The problem involves a knapsack with a capacity of N, and a set of items, each with a cost Ci and a size Si

Goal: Minimize the total cost of filling the knapsack completely, with the key feature that items can be taken in fractions.

Solution:

  1. Calculate the cost-to-size ratio (Ci/Si) for each item.
  2. Sort the items in ascending order based on their cost-to-size ratio.
  3. Fill the knapsack by taking items in this sorted order, taking fractions of items as needed to completely fill the knapsack.

Convex Hull

For a given set of points, the convex hull is the smallest convex polygon that encloses all the points.

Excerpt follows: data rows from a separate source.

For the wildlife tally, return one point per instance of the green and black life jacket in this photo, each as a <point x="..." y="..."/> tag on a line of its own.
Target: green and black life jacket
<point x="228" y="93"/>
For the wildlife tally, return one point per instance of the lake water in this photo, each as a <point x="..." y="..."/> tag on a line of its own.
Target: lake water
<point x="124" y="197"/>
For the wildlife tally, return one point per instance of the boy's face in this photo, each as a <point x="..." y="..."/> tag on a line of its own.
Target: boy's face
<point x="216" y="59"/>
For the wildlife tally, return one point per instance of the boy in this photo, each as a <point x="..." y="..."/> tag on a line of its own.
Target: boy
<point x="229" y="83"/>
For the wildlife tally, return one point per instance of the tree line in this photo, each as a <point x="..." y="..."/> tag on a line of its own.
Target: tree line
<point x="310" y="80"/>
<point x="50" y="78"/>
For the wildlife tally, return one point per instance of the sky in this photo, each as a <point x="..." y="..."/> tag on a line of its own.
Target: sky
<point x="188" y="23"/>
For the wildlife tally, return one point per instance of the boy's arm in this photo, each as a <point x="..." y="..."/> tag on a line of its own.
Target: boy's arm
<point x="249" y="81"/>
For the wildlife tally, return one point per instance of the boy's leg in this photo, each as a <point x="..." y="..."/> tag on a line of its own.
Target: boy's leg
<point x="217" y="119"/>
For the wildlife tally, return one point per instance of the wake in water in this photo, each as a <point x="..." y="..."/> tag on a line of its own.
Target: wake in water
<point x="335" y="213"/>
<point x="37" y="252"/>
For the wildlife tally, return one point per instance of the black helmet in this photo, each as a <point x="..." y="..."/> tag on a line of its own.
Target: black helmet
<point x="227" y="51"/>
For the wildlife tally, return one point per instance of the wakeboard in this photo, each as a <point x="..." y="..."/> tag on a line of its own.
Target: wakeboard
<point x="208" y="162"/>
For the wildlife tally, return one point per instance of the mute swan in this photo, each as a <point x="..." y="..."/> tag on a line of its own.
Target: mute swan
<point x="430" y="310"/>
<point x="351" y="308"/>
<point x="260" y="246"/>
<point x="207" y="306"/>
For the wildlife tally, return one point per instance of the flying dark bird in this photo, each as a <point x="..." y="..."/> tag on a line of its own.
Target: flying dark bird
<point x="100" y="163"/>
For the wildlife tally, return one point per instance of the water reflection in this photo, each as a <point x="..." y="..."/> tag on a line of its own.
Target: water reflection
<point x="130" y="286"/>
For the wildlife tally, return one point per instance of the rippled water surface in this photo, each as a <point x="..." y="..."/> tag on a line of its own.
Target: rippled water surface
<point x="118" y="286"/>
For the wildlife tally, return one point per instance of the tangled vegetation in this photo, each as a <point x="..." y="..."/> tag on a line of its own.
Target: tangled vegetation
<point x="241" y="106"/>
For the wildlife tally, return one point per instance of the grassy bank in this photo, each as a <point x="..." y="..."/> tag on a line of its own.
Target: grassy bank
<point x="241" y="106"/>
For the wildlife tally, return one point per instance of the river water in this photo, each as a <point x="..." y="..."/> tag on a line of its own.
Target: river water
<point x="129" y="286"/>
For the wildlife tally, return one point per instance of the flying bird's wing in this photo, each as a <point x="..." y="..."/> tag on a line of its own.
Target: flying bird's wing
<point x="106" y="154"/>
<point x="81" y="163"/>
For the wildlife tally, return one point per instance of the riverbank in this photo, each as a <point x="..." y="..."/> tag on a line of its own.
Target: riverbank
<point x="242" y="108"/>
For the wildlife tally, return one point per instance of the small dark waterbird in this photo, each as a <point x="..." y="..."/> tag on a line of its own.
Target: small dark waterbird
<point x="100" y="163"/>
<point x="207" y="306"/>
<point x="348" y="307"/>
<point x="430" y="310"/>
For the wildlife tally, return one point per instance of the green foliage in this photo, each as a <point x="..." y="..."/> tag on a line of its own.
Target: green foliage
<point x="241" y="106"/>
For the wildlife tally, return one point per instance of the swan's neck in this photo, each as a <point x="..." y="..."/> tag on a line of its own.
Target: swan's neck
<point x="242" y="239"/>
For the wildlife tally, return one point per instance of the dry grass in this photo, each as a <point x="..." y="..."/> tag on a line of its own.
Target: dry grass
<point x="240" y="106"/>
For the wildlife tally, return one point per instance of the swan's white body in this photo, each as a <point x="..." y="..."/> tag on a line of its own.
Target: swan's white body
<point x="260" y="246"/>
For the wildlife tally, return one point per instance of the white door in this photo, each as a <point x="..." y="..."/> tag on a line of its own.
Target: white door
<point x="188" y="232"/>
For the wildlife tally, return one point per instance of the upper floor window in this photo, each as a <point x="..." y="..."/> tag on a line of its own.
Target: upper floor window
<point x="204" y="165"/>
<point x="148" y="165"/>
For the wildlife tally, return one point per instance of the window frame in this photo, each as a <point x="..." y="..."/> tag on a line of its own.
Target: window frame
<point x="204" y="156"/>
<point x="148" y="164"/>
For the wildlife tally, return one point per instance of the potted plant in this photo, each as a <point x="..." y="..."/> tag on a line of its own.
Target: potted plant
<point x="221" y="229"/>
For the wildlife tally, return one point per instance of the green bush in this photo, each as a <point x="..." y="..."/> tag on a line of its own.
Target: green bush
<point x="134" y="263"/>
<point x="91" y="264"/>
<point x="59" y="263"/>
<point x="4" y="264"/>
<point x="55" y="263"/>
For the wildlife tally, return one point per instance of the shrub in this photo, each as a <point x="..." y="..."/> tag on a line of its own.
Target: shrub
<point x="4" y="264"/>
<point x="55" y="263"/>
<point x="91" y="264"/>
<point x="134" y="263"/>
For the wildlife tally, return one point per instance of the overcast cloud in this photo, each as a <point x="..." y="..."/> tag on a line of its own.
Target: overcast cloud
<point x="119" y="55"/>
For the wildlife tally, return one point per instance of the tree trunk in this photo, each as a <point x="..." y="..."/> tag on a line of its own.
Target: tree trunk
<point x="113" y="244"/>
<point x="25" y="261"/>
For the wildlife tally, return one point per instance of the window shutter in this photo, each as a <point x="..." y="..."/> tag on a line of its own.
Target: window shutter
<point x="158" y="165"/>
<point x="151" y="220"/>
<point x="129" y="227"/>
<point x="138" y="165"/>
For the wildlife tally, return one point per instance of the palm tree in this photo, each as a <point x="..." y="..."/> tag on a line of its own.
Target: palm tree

The lower convex hull is the portion of the convex hull that, when projected onto the x-axis, casts the same shadow as the entire convex hull. Essentially, it's the "bottom" part of the hull.



    Graham's Scan Algorithm

    Graham's scan is a classic algorithm to compute the convex hull of a set of points:

    1. Initialization:

      • Find the point with the lowest y-coordinate (and leftmost if there are ties). This point is guaranteed to be part of the convex hull.
      • Push this lowest point onto a stack.
    2. Sorting:

      • Sort the remaining points in counterclockwise order around the initial lowest point. This sorting is based on the angle formed by the x-axis and the line connecting the initial point to each other point.
    3. Hull Construction:

      • Iterate through the sorted points:
        • For each point, push it onto the stack.
        • While the stack contains at least three points and the last three points on the stack form a non-left turn (i.e., a right turn or straight line), pop the second-to-last point from the stack.
      • Once the iteration is complete, the points remaining on the stack form the convex hull.

    The non-left turn check ensures that the hull remains convex. A left turn indicates that the points are forming a convex angle.

    Flash Memory

    As discussed in a previous article, flash is the technology underpinning SSDs. I will go over Flash technology briefly in this article.

    SSD Organization

    SSDs organize data into pages, typically 2-4 KB (analogous to blocks in HDDs), which are grouped into blocks of 32-128 pages.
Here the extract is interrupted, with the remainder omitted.